La Télé - Télévision régionale Vaud et Fribourg La Télé
Sport

"Ce n'est pas Vladimir Petkovic contre la Suisse", lance Petkovic

"Ce n'est pas Vladimir Petkovic contre la Suisse", lance Petkovic

L'heure des retrouvailles avec "Vlado"

Désormais à la tête de l'Algérie, Vladimir Petkovic va retrouver l'équipe de Suisse jeudi en 16es de finale de la Coupe du monde. Mais le Tessinois ne veut pas s'étaler sur ces retrouvailles.

"Ce match, ce n'est pas Vladimir Petkovic contre la Suisse. Beaucoup de gens essaient d'ajouter de la pression en parlant de moi. Mais mon équipe, c'est l'Algérie", a-t-il déclaré mercredi lors d'une conférence de presse au BC Place de Vancouver.

"Oui, j'ai travaillé sept ans pour la Suisse (réd: entre 2014 et 2021), j'ai pris beaucoup de plaisir. Mais le passé est le passé. Le présent, c'est un nouveau match entre deux équipes qui jouent du bon football", a poursuivi "Vlado".
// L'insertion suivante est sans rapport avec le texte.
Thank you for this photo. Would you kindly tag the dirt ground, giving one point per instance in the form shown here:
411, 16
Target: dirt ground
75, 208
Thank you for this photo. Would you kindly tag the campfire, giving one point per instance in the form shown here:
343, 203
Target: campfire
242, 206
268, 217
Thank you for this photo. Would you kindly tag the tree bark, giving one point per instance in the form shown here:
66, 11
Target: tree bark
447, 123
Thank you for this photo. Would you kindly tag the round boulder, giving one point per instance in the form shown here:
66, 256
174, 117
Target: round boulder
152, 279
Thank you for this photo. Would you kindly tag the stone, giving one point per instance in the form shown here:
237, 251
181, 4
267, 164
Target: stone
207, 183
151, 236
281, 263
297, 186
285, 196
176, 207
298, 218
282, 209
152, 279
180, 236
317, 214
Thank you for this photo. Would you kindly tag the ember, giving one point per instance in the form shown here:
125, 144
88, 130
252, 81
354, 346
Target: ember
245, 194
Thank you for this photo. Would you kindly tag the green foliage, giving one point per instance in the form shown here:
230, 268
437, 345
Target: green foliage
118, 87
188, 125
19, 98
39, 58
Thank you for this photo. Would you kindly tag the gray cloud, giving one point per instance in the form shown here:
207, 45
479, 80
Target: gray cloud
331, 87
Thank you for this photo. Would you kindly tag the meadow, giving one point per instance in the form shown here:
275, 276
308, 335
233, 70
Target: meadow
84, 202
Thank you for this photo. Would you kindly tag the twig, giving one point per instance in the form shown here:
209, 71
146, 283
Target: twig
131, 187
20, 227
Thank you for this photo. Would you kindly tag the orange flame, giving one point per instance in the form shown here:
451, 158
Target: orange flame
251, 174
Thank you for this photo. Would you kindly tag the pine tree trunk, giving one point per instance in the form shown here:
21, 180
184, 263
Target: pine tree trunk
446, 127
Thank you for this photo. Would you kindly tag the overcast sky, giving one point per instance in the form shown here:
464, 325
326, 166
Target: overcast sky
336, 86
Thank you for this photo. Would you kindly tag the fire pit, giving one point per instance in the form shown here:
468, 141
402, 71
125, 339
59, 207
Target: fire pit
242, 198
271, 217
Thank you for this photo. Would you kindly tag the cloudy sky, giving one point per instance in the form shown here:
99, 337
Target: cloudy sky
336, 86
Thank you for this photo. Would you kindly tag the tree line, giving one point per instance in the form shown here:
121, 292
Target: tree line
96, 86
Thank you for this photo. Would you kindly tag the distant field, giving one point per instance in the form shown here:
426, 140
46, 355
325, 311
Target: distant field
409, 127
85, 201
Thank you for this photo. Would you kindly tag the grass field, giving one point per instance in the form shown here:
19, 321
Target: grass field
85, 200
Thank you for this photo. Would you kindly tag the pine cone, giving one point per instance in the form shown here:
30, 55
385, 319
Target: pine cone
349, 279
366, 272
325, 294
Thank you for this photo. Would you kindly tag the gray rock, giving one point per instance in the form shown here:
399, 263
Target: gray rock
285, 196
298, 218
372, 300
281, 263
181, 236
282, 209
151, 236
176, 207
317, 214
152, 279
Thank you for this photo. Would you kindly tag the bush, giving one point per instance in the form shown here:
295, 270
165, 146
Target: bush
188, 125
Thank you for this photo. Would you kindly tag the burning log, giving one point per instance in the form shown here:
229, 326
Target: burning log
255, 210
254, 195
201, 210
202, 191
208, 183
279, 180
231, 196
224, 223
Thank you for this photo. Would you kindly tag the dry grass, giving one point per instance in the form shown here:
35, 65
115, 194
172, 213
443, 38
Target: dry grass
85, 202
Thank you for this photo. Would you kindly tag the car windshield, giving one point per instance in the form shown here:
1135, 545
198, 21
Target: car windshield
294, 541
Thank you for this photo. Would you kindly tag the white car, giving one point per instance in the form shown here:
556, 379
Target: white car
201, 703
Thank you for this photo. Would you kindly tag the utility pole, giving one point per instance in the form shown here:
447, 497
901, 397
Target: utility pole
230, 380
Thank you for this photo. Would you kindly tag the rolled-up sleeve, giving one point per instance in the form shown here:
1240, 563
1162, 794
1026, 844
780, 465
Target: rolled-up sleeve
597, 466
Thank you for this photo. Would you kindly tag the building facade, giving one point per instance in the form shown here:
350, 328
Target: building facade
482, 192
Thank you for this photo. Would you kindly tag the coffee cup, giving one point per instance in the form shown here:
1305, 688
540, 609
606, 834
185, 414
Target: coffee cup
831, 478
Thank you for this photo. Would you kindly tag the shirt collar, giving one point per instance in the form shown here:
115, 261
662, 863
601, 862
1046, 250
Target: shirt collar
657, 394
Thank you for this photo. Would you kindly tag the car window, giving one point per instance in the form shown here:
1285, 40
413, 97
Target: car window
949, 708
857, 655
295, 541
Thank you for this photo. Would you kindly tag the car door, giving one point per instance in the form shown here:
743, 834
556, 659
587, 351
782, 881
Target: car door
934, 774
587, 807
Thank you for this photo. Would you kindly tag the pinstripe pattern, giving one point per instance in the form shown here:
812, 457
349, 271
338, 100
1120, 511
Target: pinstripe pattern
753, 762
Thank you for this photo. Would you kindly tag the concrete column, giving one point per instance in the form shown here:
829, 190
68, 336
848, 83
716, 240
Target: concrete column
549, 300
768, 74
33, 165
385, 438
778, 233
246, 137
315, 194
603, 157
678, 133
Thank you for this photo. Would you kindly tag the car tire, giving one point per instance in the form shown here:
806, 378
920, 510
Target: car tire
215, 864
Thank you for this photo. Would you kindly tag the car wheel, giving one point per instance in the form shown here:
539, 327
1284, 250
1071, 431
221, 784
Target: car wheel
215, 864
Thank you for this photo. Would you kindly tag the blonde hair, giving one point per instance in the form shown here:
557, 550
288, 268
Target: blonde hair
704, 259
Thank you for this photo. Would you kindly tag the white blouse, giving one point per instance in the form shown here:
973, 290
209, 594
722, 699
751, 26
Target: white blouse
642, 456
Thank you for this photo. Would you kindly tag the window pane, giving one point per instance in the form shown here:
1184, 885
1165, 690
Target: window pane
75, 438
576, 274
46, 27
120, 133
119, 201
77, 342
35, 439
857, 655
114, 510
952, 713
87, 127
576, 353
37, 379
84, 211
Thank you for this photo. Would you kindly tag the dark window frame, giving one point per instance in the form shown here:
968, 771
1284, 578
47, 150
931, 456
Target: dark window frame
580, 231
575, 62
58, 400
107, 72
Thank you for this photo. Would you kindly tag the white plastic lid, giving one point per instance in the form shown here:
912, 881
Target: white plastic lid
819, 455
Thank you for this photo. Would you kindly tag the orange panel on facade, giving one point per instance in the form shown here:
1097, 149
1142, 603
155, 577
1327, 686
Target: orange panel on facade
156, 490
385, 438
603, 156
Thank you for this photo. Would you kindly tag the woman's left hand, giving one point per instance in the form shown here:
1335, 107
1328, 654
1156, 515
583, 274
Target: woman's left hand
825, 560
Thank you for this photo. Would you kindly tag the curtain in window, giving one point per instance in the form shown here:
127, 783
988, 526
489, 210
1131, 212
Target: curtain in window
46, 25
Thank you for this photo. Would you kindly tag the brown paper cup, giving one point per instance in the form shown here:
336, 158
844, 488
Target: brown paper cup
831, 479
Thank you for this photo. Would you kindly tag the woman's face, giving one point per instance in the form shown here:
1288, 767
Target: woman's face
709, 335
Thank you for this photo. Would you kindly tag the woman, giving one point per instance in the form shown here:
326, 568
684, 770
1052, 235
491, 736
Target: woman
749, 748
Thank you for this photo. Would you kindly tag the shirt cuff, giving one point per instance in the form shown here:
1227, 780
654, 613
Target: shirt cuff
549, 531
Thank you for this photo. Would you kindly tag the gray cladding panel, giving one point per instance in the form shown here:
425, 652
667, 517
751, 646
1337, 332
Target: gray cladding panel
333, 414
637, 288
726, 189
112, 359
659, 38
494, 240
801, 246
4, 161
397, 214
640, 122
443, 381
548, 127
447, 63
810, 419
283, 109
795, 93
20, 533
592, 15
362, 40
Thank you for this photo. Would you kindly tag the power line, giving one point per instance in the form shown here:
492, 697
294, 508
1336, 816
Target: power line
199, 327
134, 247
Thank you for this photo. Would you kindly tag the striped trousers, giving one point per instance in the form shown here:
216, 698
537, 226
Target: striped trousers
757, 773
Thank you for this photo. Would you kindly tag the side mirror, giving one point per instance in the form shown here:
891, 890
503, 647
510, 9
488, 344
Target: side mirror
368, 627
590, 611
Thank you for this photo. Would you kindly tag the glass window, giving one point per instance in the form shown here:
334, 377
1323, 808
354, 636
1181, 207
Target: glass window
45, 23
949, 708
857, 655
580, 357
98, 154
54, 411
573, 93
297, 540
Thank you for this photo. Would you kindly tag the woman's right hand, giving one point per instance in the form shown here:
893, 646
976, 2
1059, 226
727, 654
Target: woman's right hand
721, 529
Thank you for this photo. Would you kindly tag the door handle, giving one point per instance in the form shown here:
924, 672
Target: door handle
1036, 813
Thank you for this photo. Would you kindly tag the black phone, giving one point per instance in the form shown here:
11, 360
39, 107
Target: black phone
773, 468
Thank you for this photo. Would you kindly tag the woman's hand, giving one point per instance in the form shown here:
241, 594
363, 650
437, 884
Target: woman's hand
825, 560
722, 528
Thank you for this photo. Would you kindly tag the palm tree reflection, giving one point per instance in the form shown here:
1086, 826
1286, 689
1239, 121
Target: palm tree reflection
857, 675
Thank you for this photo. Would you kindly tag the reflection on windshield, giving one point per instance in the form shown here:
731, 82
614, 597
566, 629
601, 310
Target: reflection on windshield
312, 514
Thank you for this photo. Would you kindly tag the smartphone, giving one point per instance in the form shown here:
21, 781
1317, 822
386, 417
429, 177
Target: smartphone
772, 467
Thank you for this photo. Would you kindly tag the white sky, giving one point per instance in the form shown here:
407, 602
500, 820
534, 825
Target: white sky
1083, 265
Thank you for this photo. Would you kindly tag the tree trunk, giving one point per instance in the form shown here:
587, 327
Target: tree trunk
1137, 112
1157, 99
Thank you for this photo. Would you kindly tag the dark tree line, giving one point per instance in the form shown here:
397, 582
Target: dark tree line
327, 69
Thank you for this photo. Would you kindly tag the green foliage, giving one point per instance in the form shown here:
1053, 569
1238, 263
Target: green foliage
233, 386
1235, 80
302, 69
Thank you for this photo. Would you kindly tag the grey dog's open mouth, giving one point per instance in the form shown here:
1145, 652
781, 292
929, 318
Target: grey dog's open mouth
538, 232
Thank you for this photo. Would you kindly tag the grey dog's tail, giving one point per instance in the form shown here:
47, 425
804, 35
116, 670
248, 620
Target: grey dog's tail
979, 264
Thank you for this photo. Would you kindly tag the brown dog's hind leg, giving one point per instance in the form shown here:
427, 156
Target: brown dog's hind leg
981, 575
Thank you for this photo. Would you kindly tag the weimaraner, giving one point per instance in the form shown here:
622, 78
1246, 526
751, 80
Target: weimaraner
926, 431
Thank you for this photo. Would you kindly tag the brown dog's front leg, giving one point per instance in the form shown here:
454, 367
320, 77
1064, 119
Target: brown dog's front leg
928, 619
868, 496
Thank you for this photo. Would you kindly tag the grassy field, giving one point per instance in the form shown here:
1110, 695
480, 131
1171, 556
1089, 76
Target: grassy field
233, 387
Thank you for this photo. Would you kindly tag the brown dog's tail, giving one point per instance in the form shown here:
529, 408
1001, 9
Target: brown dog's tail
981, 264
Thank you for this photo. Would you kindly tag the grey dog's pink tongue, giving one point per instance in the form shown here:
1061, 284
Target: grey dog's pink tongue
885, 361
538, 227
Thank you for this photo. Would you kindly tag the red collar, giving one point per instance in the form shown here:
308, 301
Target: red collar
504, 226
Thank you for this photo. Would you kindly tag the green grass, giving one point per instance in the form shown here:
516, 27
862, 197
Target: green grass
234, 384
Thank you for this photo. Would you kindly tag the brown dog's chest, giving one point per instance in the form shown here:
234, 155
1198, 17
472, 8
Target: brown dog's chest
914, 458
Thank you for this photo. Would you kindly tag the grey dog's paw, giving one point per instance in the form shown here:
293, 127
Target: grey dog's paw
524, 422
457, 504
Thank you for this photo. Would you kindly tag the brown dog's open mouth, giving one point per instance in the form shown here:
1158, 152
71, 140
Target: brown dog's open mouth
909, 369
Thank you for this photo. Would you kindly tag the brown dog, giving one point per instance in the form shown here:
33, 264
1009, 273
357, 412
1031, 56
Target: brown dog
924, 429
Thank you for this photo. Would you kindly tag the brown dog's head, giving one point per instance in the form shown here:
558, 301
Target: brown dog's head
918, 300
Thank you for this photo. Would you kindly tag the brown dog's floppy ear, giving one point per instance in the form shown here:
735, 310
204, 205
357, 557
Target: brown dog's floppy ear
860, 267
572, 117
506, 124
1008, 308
Petkovic a tout de même admis que la rencontre serait "un peu spéciale" pour lui, compte tenu du fait que beaucoup de joueurs suisses ont évolué sous ses ordres. "Mais pour mon équipe, ce sera un match comme un autre", a-t-il insisté.

Interrogé sur les émotions que pouvait ressentir sa famille, le Tessinois d'adoption a joué la carte du professionnalisme: "Je suis fan de l'équipe que j'entraîne. Et ma famille n'est jamais contre moi. J'espère qu'ils me soutiendront car j'aurai besoin de leur énergie positive."

La pression sur les Suisses

Concernant les enjeux de ce 16e de finale, Petkovic a rappelé que l'Algérie avait déjà atteint deux de ses objectifs: se qualifier pour le Mondial et sortir de la phase de groupes. Alors que "la Suisse a publiquement affirmé vouloir atteindre les quarts de finale", a-t-il relevé, comme pour retirer toute forme de pression entourant les Fennecs.

Le technicien de 62 ans a également balayé l'idée que son équipe pourrait être désavantagée par les déplacements qu'elle a dû effectuer depuis le début du Mondial. Elle a disputé deux matches de la phase de groupes à Kansas City avec un voyage à San Fransisco entre deux.

"Arrêtons de parler de cela. Ce ne sont que des excuses pour justifier un manque de résultats. Chaque équipe a les mêmes opportunités. Tout le monde voyage, tout le monde se déplace. En fin de compte, il s'agit de s'adapter. Je ne vois aucun problème pour mes joueurs", a-t-il conclu.